News

Ming-Chi Kuo: Integrating into the NVIDIA ecosystem will increase LPU production by 10 times, which will have a significant impact on the PCB supply chain

# Zhao Ying

Source: Wall Street CN

At NVIDIA’s GTC conference, Jensen Huang officially integrated the Groq 3 LPU into the Rubin platform. Ming-Chi Kuo immediately released a supply chain survey: LPU shipments are expected to reach **4–5 million units** in 2026–2027, a **10x surge** from historical annual output. Rack density jumps from 64 to 256 units, driving a new cycle in the PCB supply chain — **WUS Printed Circuit** could emerge as the biggest winner.

NVIDIA’s inclusion of Groq LPU technology in the Rubin platform is sparking a profound transformation at the supply-chain level.

At NVIDIA’s GTC conference, CEO Jensen Huang announced the **Nvidia Groq 3 LPU** chip, formally adding it to the Vera Rubin platform as a core inference acceleration component for next‑generation AI data centers.

Famous Apple supply chain analyst Ming‑Chi Kuo quickly followed with a supply chain report. After NVIDIA’s investment in Groq, LPU shipment forecasts have been sharply revised upward. He estimates total LPU shipments will reach **4–5 million units** in 2026–2027, representing an increase of roughly **10 times** historical annual volumes.

Kuo believes this explosive growth is driven by two core forces:

1. Deep integration between the LPU and NVIDIA’s CUDA ecosystem drastically lowers development barriers.

2. Rapid expansion of ultra‑low‑latency inference scenarios such as AI agents, real‑time consumer applications, and physical AI.

He also noted that large‑scale mass production of LPU/LPX racks will heavily impact the PCB supply chain, with **WUS Printed Circuit** poised to be a key beneficiary.

## Jensen Huang at GTC: LPU officially becomes the 7th pillar of the Rubin platform

In his GTC keynote, Huang detailed how NVIDIA has integrated IP from last year’s Groq acquisition into the Rubin platform.

As an inference‑accelerator chip, the **Nvidia Groq 3 LPU** becomes Rubin’s seventh core building block, joining:

- Rubin GPU

- Vera CPU

- NVLink 6 Switch

- ConnectX 9 SmartNIC

- Bluefield 4 DPU

- Spectrum‑X Switch

Architecturally, the Groq 3 LPU takes a distinct path from mainstream AI accelerators.

While most AI accelerators rely on HBM as working memory, each Groq 3 LPU features **500MB of on‑chip SRAM** — the same high‑speed memory used in CPU and GPU caches.

Although this is far smaller than the 288GB of HBM4 on Rubin GPUs, its bandwidth reaches **150 TB/s**, drastically exceeding the GPU’s 22 TB/s HBM bandwidth.
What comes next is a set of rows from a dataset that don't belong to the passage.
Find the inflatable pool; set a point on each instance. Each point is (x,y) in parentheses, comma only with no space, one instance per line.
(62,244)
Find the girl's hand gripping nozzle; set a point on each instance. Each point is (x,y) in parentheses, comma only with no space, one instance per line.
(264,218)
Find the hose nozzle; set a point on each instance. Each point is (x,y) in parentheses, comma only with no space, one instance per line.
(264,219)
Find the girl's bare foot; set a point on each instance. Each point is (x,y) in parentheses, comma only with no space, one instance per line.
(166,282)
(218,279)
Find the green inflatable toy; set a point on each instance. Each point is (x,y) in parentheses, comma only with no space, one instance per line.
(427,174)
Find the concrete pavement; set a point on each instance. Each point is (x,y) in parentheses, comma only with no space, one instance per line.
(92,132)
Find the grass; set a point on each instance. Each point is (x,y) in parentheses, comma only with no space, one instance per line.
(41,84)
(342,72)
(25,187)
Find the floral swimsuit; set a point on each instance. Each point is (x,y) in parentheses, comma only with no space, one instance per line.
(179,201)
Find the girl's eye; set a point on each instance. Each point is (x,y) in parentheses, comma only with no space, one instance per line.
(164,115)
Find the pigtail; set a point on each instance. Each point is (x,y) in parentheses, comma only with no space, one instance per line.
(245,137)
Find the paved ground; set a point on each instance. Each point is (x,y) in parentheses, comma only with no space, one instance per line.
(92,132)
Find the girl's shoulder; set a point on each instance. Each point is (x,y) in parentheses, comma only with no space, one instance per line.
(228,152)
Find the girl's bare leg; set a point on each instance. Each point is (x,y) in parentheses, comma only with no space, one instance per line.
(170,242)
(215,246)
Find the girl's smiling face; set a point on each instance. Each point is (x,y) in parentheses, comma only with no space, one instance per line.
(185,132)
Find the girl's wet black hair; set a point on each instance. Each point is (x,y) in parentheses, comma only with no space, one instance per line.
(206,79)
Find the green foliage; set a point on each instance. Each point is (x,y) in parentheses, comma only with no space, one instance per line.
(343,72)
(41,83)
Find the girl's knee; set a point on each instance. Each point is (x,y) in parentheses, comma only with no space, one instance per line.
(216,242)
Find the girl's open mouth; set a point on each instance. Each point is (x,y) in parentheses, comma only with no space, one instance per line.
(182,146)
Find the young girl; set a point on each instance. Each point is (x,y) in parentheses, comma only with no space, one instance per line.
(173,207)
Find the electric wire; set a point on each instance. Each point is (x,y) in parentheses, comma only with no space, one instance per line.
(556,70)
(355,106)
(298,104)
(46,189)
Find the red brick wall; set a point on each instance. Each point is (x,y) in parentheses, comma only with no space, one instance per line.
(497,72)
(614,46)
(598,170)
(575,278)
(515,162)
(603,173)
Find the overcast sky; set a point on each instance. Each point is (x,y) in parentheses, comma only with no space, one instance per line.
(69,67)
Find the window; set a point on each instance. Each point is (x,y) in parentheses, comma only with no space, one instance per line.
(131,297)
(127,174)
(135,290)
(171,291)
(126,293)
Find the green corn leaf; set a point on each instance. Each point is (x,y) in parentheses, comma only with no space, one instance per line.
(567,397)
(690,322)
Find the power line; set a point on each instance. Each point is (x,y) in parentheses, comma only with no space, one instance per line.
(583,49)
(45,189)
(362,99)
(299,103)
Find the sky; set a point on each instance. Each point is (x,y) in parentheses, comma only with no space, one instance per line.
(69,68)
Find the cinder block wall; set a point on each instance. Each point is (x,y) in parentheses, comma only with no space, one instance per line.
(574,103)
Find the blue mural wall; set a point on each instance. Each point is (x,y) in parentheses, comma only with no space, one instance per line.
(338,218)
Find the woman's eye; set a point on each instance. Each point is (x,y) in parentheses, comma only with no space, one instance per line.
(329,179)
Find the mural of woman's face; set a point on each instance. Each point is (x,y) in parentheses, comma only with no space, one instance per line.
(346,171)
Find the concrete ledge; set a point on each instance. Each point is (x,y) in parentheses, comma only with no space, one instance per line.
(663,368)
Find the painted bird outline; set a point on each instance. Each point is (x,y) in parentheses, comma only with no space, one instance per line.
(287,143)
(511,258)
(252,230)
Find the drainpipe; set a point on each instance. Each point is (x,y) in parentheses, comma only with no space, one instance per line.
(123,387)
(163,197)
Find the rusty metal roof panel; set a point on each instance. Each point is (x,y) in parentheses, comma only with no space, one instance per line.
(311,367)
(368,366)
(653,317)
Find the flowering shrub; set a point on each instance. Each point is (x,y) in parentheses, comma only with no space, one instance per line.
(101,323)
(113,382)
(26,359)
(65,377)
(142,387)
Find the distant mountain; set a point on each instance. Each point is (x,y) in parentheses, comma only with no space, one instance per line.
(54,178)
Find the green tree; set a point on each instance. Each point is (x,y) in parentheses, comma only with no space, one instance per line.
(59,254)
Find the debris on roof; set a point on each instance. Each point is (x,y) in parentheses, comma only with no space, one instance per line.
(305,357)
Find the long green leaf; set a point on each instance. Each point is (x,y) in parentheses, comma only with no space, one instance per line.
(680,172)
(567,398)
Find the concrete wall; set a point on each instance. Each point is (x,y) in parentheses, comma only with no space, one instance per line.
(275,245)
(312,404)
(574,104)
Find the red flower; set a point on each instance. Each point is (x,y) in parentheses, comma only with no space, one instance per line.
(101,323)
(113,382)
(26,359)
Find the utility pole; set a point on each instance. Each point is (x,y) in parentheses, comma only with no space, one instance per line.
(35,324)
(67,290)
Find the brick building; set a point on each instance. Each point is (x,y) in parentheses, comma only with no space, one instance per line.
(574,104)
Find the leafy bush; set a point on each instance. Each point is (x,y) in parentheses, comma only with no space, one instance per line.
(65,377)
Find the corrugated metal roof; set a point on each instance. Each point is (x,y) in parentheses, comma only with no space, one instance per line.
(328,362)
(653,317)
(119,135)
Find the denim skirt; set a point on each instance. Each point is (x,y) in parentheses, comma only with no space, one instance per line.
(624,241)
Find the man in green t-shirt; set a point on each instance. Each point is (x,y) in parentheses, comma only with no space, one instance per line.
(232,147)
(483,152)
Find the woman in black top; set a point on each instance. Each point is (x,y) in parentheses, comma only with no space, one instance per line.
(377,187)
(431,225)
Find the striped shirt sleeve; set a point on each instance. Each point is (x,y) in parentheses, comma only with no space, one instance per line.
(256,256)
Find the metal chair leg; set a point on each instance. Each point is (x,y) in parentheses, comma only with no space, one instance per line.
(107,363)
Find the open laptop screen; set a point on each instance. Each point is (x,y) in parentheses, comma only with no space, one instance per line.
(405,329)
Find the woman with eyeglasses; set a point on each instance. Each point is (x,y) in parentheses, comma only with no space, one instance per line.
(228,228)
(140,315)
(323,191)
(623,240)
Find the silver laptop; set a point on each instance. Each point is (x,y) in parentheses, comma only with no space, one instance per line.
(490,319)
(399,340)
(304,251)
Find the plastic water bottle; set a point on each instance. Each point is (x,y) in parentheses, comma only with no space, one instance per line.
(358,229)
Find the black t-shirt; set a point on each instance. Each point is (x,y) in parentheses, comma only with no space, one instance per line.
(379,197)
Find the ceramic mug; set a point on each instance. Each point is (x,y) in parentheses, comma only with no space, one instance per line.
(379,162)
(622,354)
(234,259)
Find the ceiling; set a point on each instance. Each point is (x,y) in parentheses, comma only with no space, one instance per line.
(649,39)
For bandwidth‑sensitive AI decoding workloads, the Groq 3’s extreme bandwidth provides decisive advantages in inference deployments — especially for cutting‑edge AI models requiring high throughput, low latency, and highly interactive output.

## Supply Chain Survey: 4–5 million LPUs expected in 2026–2027

According to Ming‑Chi Kuo’s latest supply chain research, LPU shipment forecasts have seen a material upgrade following NVIDIA’s stake in Groq.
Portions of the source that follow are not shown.